Richard and I have just returned from a stay at The Nature Conservancy’s Carpenter Ranch in northwest Colorado, the site of our working residency through Colorado Art Ranch, and our project to transform a quarter-acre of unused, water-consumptive lawn behind the historic ranch house into a “learning landscape,” a garden that honors and interprets the place and its heritage.
The aim of the project as we see it is to “re-story” that lawn. The word “re-story” as applied to landscapes comes from ethnobotanist Gary Paul Nabhan, author of numerous books on food and the culture that produce it, including Coming Home to Eat, one of my favorite locavore manifestos. (Gary is also a founder of RAFT, Renewing America’s Food Traditions.) Gary’s work advances the idea that the stories of a place–stories of the human community and cultures, and stories of other species and their lives and communities–form our relationship to a place. Thus, to “re-story” a place is to restore our connection to the particulars of that place, the things that make it unique and worth knowing and loving.
“Re-storying” any place involves listening to its stories: seeking out the stories of people who have lived there, delving into the written history, and “listening” the land itself by learning which other species live there and observing the comings and goings of the community of nature. (That’s the historic hay barn of the ranch above at dusk, with the unique cottonwood-boxelder riverside forest beyond the barn, and the hillsides clothed with sagebrush and Gambel oak rising in the background beyond the meandering Yampa River.)
Richard and I are very much in the listening phase of this project, and we spent large chunks of the weekend giving public presentations about the garden and then listening to people from the Yampa Valley and beyond tell stories that may well weave their way into the interpretive garden.
Among the stories we’ve harvested so far, our favorites include the one about the Dawson family, who owned the ranch before the Carpenters, and the hunting party in the early 1900s that brought home a brother and sister pair of wild bighorn sheep. The bighorn kids had the run of the ranch yard as pets until they ate the prized patch of rhubarb, leaves, stalks and all, at which point the sheep morphed from pets into dinner. Rhubarb is a heritage edible plant in the Yampa Valley, especially prized in the days before supermarkets and car travel as an early spring source of vitamin C. Rhubarb will thus have a place in the re-created edible garden, along with the story of those bighorn sheep siblings…

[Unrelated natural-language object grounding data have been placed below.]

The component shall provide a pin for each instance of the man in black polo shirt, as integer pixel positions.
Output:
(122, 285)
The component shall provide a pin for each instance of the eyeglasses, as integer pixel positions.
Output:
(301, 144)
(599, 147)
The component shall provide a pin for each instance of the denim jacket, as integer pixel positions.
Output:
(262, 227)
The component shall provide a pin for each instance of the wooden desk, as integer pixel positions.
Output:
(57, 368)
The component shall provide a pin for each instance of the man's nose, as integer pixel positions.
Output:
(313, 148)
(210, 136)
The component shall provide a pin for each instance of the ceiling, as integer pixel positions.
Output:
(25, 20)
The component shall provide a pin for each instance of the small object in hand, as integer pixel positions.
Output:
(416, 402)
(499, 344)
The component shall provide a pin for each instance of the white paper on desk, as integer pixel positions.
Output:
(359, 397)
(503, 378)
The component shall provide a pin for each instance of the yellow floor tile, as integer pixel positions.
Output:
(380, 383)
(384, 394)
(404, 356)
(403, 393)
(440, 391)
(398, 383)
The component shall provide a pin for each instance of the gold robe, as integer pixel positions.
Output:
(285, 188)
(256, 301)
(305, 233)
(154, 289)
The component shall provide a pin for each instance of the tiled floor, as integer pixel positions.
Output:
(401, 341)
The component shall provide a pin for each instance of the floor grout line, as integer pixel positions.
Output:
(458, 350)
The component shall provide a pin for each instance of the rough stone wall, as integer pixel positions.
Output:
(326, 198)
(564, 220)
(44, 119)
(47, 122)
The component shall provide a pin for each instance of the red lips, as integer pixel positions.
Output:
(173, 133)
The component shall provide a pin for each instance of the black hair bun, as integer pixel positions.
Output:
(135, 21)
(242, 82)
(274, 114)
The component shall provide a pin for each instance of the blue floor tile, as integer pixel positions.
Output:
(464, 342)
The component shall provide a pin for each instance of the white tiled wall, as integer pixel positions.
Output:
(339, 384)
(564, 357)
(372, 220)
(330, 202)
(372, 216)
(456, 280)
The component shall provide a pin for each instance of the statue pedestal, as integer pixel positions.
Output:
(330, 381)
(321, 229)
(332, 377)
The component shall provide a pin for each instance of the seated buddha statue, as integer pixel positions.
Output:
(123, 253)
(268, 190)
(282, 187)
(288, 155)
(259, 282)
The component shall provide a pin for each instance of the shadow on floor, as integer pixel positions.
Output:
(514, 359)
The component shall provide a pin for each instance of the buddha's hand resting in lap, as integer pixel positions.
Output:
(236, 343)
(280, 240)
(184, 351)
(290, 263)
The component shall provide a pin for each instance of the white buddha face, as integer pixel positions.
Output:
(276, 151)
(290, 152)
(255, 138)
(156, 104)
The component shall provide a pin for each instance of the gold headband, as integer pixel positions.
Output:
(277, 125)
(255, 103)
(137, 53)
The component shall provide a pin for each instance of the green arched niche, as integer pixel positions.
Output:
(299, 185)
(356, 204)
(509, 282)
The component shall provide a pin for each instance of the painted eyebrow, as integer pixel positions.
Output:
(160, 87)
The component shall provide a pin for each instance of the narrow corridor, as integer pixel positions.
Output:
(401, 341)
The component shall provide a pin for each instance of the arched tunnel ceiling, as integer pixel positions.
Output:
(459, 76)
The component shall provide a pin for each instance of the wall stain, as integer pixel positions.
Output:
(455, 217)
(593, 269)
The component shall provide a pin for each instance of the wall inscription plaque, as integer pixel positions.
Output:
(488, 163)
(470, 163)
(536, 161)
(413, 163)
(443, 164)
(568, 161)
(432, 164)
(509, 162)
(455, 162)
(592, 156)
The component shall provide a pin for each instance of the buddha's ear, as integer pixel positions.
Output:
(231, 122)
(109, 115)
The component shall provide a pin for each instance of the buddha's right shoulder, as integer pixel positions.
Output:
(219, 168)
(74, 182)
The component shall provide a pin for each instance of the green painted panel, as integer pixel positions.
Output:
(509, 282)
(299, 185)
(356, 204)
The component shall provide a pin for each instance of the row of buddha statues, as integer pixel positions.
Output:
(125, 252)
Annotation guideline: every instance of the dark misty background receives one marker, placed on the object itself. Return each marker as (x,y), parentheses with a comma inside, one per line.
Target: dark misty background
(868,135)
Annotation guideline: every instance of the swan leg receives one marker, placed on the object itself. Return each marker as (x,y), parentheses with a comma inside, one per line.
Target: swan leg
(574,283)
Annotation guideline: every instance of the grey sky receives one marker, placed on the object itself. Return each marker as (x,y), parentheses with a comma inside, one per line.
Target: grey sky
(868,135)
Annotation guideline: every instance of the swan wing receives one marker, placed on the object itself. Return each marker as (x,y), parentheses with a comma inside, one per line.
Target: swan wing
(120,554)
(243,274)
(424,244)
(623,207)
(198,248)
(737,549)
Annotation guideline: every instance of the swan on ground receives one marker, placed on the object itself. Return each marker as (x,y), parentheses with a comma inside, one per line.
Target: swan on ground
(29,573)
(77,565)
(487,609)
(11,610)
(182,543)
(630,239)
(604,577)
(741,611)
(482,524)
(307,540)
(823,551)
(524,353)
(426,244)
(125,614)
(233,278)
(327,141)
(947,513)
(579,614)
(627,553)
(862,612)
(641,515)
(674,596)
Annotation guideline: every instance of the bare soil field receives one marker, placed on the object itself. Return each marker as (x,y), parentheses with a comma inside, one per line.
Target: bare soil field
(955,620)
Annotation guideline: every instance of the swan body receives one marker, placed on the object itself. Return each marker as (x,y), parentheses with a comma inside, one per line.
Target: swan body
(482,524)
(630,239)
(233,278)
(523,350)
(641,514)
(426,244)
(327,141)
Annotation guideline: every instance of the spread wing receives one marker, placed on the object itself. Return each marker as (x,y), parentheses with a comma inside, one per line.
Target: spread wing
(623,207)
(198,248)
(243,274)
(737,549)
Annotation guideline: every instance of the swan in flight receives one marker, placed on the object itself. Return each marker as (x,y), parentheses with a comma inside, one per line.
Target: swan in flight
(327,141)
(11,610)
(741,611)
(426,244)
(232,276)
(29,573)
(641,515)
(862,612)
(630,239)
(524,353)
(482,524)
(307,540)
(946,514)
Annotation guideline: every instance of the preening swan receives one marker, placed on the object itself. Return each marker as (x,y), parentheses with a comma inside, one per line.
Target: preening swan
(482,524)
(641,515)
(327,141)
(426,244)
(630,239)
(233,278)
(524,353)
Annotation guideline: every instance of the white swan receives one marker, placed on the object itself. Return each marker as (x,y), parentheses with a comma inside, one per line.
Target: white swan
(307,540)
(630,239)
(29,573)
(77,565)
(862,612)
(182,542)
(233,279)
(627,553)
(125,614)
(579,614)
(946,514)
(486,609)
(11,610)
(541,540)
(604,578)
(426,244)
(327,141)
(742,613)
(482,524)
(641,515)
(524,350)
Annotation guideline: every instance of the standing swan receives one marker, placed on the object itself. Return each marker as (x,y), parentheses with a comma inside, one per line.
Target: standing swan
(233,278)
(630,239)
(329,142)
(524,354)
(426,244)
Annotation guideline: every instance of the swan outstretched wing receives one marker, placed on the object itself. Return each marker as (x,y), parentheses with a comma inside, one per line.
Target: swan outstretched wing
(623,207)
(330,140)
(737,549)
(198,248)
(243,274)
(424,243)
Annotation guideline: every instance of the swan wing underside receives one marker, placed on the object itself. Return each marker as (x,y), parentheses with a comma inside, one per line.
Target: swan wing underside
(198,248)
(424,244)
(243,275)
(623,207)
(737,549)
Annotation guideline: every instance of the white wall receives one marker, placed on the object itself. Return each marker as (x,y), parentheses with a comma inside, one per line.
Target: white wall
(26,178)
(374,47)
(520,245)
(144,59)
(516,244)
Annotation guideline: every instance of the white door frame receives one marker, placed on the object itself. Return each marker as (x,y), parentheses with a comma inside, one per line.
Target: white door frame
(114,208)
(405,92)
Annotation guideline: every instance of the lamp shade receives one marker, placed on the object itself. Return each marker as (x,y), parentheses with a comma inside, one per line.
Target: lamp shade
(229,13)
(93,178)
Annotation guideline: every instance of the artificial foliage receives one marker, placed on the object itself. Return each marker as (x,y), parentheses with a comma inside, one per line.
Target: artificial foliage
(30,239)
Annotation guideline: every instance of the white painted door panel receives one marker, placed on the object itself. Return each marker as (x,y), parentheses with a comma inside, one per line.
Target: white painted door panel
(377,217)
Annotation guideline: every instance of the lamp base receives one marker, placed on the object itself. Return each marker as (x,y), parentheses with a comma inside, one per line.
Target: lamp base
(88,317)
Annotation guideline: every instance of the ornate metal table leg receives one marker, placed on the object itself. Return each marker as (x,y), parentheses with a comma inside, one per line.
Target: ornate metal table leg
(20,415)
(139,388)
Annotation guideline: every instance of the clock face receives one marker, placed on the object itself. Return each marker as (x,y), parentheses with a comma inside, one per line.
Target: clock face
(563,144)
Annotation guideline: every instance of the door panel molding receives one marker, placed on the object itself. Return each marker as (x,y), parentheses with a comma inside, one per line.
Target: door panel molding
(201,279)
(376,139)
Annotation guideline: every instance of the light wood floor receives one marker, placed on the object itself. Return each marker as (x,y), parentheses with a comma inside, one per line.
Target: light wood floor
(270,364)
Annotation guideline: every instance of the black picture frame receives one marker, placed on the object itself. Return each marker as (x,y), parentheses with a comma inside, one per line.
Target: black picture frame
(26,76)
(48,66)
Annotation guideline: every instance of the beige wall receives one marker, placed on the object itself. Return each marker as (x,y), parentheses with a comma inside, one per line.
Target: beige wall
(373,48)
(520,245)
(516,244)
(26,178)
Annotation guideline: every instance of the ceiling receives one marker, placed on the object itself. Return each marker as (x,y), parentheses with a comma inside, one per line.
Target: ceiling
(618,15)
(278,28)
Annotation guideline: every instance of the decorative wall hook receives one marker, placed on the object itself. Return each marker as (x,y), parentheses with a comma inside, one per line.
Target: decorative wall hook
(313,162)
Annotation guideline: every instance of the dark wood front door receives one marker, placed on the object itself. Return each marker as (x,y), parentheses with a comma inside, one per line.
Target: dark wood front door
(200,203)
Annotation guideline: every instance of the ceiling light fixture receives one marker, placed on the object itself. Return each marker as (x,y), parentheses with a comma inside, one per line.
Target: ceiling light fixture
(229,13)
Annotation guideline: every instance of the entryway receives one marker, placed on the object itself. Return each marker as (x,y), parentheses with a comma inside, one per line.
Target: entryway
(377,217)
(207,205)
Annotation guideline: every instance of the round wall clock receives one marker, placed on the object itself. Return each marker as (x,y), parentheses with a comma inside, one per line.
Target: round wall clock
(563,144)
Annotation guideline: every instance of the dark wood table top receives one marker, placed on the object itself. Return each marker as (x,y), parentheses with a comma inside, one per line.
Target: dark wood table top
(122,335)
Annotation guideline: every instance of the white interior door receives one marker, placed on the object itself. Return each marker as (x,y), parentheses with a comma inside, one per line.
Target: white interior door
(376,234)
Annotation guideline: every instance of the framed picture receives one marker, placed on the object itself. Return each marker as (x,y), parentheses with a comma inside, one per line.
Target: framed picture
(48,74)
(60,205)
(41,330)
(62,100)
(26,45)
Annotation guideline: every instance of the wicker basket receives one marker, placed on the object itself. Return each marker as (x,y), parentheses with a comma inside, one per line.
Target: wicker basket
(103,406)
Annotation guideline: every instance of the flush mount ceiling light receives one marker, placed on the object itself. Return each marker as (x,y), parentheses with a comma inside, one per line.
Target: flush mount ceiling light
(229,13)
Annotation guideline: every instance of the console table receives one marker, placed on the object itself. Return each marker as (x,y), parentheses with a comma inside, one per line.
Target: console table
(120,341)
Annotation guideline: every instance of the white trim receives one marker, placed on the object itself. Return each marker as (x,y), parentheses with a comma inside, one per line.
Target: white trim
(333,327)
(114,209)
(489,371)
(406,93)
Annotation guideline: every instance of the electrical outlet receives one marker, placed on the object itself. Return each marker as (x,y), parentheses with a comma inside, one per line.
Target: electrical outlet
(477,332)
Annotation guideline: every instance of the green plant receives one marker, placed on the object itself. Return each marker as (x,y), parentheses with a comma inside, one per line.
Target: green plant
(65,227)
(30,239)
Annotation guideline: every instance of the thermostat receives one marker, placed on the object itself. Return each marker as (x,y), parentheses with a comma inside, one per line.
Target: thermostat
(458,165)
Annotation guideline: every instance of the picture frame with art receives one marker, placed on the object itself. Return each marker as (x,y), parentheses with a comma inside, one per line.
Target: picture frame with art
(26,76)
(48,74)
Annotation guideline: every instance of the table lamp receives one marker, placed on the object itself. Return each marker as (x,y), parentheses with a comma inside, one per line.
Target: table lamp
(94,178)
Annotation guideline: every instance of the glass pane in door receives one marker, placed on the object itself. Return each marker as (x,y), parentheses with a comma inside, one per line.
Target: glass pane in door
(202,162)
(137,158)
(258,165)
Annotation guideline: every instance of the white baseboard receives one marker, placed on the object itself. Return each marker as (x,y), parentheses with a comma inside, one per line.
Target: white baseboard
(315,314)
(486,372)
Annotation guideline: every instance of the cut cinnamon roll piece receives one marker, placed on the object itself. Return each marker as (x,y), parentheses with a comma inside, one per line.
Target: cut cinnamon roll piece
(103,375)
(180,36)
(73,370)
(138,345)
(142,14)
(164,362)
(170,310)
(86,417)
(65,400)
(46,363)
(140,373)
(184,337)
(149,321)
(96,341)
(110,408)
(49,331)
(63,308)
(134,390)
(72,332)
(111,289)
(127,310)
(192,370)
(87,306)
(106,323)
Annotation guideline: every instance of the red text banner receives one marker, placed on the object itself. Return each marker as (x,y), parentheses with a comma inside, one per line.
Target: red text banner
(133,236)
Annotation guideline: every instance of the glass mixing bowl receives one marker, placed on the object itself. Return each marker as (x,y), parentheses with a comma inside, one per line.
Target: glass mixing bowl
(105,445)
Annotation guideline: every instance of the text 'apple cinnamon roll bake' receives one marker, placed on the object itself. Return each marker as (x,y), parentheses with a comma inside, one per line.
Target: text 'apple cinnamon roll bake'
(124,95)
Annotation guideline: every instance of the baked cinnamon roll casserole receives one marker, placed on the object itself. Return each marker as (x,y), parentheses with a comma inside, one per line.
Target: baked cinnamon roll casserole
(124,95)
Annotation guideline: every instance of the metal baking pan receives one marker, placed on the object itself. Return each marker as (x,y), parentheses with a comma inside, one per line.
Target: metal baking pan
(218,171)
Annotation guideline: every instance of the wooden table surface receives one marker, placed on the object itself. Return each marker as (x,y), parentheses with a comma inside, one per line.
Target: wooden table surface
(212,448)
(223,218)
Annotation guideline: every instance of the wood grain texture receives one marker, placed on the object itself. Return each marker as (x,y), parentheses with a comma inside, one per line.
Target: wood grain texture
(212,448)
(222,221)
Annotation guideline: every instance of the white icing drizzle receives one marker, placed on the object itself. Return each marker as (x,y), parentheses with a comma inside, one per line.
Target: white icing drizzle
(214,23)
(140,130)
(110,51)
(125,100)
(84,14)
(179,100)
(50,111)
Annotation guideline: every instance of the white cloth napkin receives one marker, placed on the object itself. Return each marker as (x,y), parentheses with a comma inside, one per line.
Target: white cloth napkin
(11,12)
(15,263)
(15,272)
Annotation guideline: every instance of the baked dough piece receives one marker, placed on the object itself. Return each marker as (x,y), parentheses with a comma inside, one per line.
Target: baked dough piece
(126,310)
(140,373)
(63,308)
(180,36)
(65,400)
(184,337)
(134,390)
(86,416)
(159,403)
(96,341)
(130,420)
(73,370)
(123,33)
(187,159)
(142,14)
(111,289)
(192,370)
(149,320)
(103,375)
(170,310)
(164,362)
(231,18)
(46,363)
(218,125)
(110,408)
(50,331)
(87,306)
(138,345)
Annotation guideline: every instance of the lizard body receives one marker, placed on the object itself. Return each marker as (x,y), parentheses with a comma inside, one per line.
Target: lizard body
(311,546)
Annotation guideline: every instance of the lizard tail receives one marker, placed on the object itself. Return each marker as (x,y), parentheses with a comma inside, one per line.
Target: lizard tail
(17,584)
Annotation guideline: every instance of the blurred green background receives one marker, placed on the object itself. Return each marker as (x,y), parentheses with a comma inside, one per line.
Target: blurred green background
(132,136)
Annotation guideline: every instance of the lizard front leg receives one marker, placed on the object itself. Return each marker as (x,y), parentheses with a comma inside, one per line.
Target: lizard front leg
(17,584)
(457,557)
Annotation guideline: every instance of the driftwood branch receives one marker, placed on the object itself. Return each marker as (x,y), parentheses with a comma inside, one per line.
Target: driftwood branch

Then there’s “do-me-good,” a sort of sweetener for the vats of iced tea brewed to serve the family, the haying crews, and the legions of visitors who came to the ranch in its heyday. As recollected by a granddaughter of former ranch owner Ferry Carpenter, this concoction of mint and honey was cooked to a syrupy liquid that filled pitchers next to the vats of iced tea. Pour your tea and add a slug of “do-me-good” and presumably it will (do you good, that is). Mint and the story of do-me-good, plus a sense of the huge amount of food prepared in the ranch kitchens every day, will also get their place in the garden.
There’s yampah itself, the plant whose name graces the river and the whole valley. This wild relative of parsley and parsnips blooms in late summer in white swaths in the sagebrush meadows.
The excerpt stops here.